エミリー
『拝啓 お父様お母様へ。こちらはようやく季節にふさわしい気候になって参りました。
エミリー
元気でお過ごしでしょうか?本日は私の仲間紹介したく筆をとりました。
エミリー
二階堂千鶴さま、という方です。ご実家は大変裕福な令嬢なのだそうですよ?
エミリー
ですが、故郷の令嬢のように偉ぶる事などなく、私のような若輩にも気軽に接して下さいます。
エミリー
私達がこの事務所に所属したての頃、このような事がありました。
二階堂千鶴
(高槻さん、どうしてお掃除なんか。ここはアイドルにこんな事させますの…自分から進んで?)
二階堂千鶴
(皆が使うからキレイにしておきたくて…まあ。それは関心ですわ、ご立派ですわよ。)
エミリー
その翌日から千鶴さまは、やよいさんのお手伝いをするようになりました。
エミリー
令嬢がご自分でお掃除などなさるのですか?と、尋ねた所。
二階堂千鶴
(当然ですわ。繁盛するお店とは主自らが掃除しているものですわよ。)
エミリー
との事でした。やはり、日本の令嬢は故郷とは違います…あ、私もちゃんとお手伝いしてますよ?
エミリー
それからまた、こんな事も。
二階堂千鶴
(亜美、真美、エミリー。レッスンご苦労様、差し入れですわ。シェフご自慢の海苔巻きですわよ)
エミリー
この時、亜美さん真美さん達が、その海苔巻きを振り回して遊び始めたのです。
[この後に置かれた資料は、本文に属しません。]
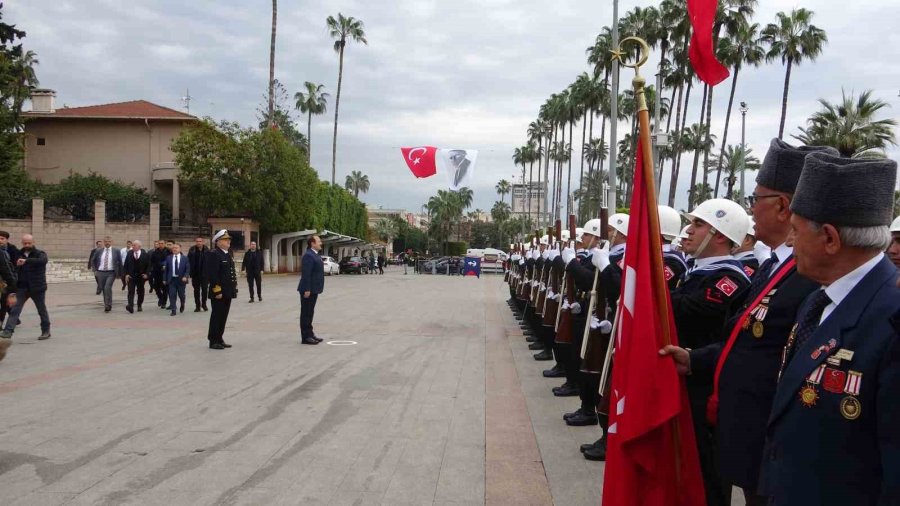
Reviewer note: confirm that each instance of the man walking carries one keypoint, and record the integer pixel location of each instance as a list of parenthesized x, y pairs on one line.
[(32, 284), (107, 266), (196, 259), (137, 269), (222, 279), (177, 271), (312, 283), (253, 263)]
ですが。
エミリー
一旦席を外していた千鶴さまは、その様子をご覧になると。
二階堂千鶴
(食べ物で遊ぶとは何事です、今すぐ止めなさい!)
エミリー
あれほどまでに怒った千鶴さまを見たのは初めての事でした。二人もすっかり落ち込んでしまって。
エミリー
当然の事とはいえ、あのようにはっきりと叱れる姿。私にはとても頼もしく見えたのも事実です。
エミリー
…だから、でしょうか。私は一度、とてもはしたない振舞いをしてしまったのです。
エミリー
それはとあるご友人の家に千鶴さまと二人、ご招待を受けた時の事。
エミリー
楽しい一時でした、ご両親の方々も私達を大いにもてなして下さって。
エミリー
ですが。友人がご両親に甘えてはしゃいでいるその姿を見た時。
エミリー
…恥ずかしい事です。ほんの一瞬だけ、私は寂しい気持で胸が潰れそうになりました。
エミリー
まだまだです、立派な大和撫子となる大志を抱いている私が、あのような気持に捕らわれるなど。
エミリー
そして、寮への帰り道。千鶴さまは私にこう言われました。
二階堂千鶴
(遅くなりましたわ、今から車を呼ぶのも億劫ですわね。エミリー、ここに泊めていただけます?)
エミリー
千鶴さまはあの時、私が一瞬だけ見せた表情に気付いておられたのだと思います。
エミリー
その夜は楽しいものでした。千鶴さまと故郷やお仕事の話をしたり、二人で湯浴みをしたり。
エミリー
それから、寝床に就く時。千鶴さまは私をじっと見て、こう言ってくださったのです。
二階堂千鶴
(エミリー?寂しい気持を抑えてはいけませんわ。抑えつければいつか、溢れてしまう。)
二階堂千鶴
(少しでもいい。吐き出して、溜め込まないようになさい。大丈夫、わたくしはいつでも…)
エミリー
そこから何を言われたかはよく覚えておりません。気が付くと私はわんわん泣いておりました。
エミリー
その間千鶴さまは何も言わず、抱きしめてくださいました。その暖かさは今でも覚えています。
エミリー
日本に来るまで私は大和撫子とはかくあるべし、と画一的なものとして考えておりました。
エミリー
その点から見れば、千鶴さまは些か異なります。子供っぽかったり高笑いをされたり。
エミリー
ですが。いつでも皆の事を気にかけてくださって。そして、私達の事をよく見てくれています。
エミリー
そう…まるで、お母様のように。なんて言うのは失礼でしょうか?千鶴さまはまだお若いのに。
エミリー
辛い時もあります。ですが、皆様や千鶴さまのおかげで私は頑張っていけそうです、ご心配なく。
エミリー
次にまた会える日を楽しみにしております。あらあらかしこ あなた達の娘 エミリー。』
エミリー
『追伸 先日の千鶴さまの誕生日祝宴を収めた円盤を同封致します。私も出演しておりますよ?』
二階堂千鶴
…ぶえっくしょん!あらプロデューサー、失礼しましたわ、何かしら急に。
二階堂千鶴
誰かわたくしの噂をなさってますのね。セレブは辛いですわ、おーっほっほ…ゲホゴホッ。